Le véritable point de non-retour s'est produit vers l'âge de 24 ou 25 ans, alors qu'il évoluait en Allemagne, à l'Arminia Bielefeld. À la suite d'une discussion avec un coéquipier qui souhaitait changer de tête avant de se rétracter au dernier moment, Jonathan Clauss a tenté une décoloration. « Là, je pense que je me suis foudroyé », s'amuse-t-il aujourd'hui, avant de préciser que cette expérience chimique « a tout tué ».

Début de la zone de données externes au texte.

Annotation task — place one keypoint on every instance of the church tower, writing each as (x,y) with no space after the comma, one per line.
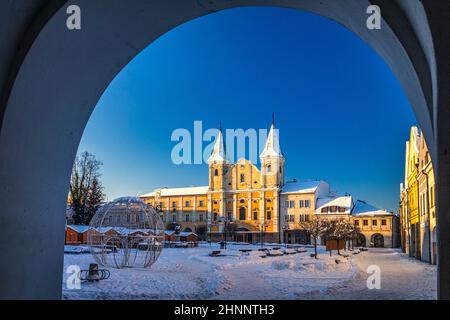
(219,165)
(272,160)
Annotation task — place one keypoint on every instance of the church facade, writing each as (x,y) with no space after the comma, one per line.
(251,204)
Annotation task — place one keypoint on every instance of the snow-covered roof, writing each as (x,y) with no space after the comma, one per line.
(272,147)
(219,152)
(181,234)
(178,191)
(339,201)
(361,208)
(301,187)
(78,228)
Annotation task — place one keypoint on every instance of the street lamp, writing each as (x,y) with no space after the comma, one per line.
(285,229)
(262,226)
(225,221)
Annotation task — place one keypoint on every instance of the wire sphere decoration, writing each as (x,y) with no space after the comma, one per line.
(126,233)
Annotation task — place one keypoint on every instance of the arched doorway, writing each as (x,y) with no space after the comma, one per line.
(244,235)
(61,120)
(377,240)
(361,240)
(242,213)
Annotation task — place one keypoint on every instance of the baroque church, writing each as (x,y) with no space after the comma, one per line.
(256,204)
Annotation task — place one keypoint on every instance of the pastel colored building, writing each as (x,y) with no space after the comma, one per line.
(417,201)
(258,203)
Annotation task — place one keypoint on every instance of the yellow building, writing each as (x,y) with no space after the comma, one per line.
(417,201)
(250,203)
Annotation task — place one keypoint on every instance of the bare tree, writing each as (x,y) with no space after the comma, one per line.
(85,191)
(316,228)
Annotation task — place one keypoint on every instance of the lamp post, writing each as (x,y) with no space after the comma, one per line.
(285,228)
(262,226)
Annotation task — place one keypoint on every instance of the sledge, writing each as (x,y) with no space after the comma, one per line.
(94,273)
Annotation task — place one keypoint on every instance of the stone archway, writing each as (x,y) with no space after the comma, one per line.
(377,240)
(46,103)
(361,240)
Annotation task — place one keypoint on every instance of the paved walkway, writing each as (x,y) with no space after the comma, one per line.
(402,278)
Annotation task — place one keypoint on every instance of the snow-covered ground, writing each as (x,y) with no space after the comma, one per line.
(193,274)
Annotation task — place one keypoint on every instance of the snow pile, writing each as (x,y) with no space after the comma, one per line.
(192,274)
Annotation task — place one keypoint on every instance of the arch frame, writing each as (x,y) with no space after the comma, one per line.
(43,120)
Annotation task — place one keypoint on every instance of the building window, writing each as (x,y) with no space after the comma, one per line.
(242,213)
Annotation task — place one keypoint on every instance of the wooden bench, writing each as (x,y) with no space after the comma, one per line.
(245,251)
(215,253)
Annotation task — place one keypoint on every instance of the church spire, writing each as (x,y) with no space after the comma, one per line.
(219,153)
(272,147)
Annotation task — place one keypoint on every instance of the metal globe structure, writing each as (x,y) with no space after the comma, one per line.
(126,233)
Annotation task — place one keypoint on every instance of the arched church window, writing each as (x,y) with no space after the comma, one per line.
(242,213)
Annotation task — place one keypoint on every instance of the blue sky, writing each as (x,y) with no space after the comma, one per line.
(342,114)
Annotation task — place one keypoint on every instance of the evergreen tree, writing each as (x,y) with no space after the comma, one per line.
(94,200)
(85,171)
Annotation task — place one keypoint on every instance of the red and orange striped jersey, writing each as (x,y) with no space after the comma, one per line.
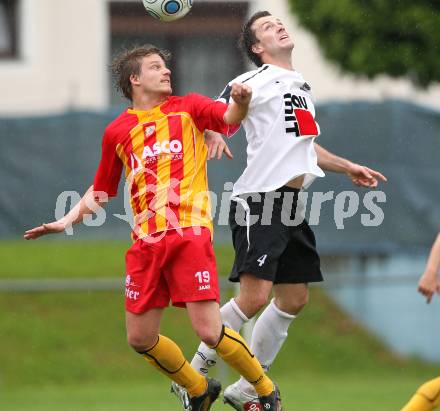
(164,155)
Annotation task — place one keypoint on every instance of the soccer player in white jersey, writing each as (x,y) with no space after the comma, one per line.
(272,254)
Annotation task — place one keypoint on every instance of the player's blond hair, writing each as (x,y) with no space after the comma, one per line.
(129,63)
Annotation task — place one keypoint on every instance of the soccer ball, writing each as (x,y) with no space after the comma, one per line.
(167,10)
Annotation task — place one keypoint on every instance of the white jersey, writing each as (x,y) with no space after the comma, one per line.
(280,130)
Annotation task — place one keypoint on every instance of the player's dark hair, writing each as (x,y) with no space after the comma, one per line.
(129,63)
(248,39)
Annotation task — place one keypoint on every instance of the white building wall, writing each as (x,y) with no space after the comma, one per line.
(65,46)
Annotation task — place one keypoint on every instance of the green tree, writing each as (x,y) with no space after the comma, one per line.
(371,37)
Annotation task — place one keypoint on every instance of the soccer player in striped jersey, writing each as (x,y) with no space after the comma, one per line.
(282,157)
(160,142)
(427,397)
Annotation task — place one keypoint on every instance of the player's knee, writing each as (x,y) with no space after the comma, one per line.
(293,305)
(208,335)
(141,341)
(259,302)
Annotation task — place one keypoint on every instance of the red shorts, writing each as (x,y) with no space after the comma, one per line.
(174,266)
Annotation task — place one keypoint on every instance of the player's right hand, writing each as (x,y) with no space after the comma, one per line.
(428,286)
(49,228)
(241,93)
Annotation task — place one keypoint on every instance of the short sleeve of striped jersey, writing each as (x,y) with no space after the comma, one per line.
(208,114)
(110,167)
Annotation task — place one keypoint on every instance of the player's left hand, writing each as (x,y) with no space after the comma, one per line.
(216,145)
(241,93)
(363,176)
(49,228)
(428,286)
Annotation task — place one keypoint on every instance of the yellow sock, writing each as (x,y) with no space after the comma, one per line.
(235,352)
(167,357)
(426,398)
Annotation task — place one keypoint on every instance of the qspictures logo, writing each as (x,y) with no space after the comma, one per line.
(130,287)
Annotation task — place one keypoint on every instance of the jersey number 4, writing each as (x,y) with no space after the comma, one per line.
(262,259)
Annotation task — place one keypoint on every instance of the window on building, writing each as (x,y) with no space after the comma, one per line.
(8,29)
(203,44)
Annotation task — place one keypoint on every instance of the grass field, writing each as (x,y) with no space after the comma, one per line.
(67,350)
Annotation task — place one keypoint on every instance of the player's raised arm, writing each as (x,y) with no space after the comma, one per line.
(429,282)
(87,205)
(216,145)
(358,174)
(241,95)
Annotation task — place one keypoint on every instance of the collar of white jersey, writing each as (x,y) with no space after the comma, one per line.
(282,69)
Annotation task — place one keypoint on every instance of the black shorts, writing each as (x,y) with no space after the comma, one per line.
(270,248)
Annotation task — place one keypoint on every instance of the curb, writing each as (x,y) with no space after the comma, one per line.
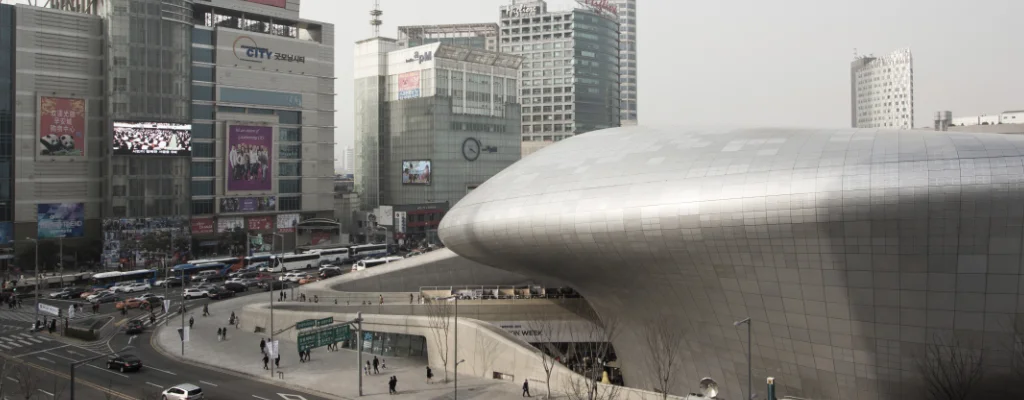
(160,349)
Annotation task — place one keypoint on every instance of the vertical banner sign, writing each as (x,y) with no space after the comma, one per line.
(249,159)
(61,126)
(60,220)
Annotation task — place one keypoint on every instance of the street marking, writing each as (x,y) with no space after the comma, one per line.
(165,371)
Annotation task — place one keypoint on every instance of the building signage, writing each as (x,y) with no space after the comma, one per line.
(600,6)
(60,220)
(246,49)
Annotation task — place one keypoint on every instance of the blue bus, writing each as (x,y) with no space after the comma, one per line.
(108,279)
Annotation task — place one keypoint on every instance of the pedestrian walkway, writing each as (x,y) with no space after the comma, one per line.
(330,372)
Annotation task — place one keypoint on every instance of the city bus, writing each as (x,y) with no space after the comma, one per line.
(294,262)
(108,279)
(360,252)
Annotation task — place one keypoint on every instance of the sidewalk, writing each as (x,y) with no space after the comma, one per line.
(329,372)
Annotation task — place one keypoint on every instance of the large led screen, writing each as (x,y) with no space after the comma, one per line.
(152,138)
(416,172)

S'en est suivie une longue période de stress et de dissimulation pour le défenseur, particulièrement affecté au quotidien. « Après, il faut cacher, entretenir, faire attention tout le temps », a-t-il raconté, évoquant la paranoïa des lendemains de shampoing : « Quand tu te laves les cheveux, il faut faire attention à qui tu croises. Parce qu'après, tu n'assumes plus ». Se sentant coupable d'avoir accéléré sa propre chute de cheveux, le joueur s'est retrouvé un peu piégé. « Du coup, je me suis mis dans une merde (sic)… Et j'ai dit “tant pis, il faut cacher”. Sauf que des fois, tu ne peux plus », a-t-il poursuivi.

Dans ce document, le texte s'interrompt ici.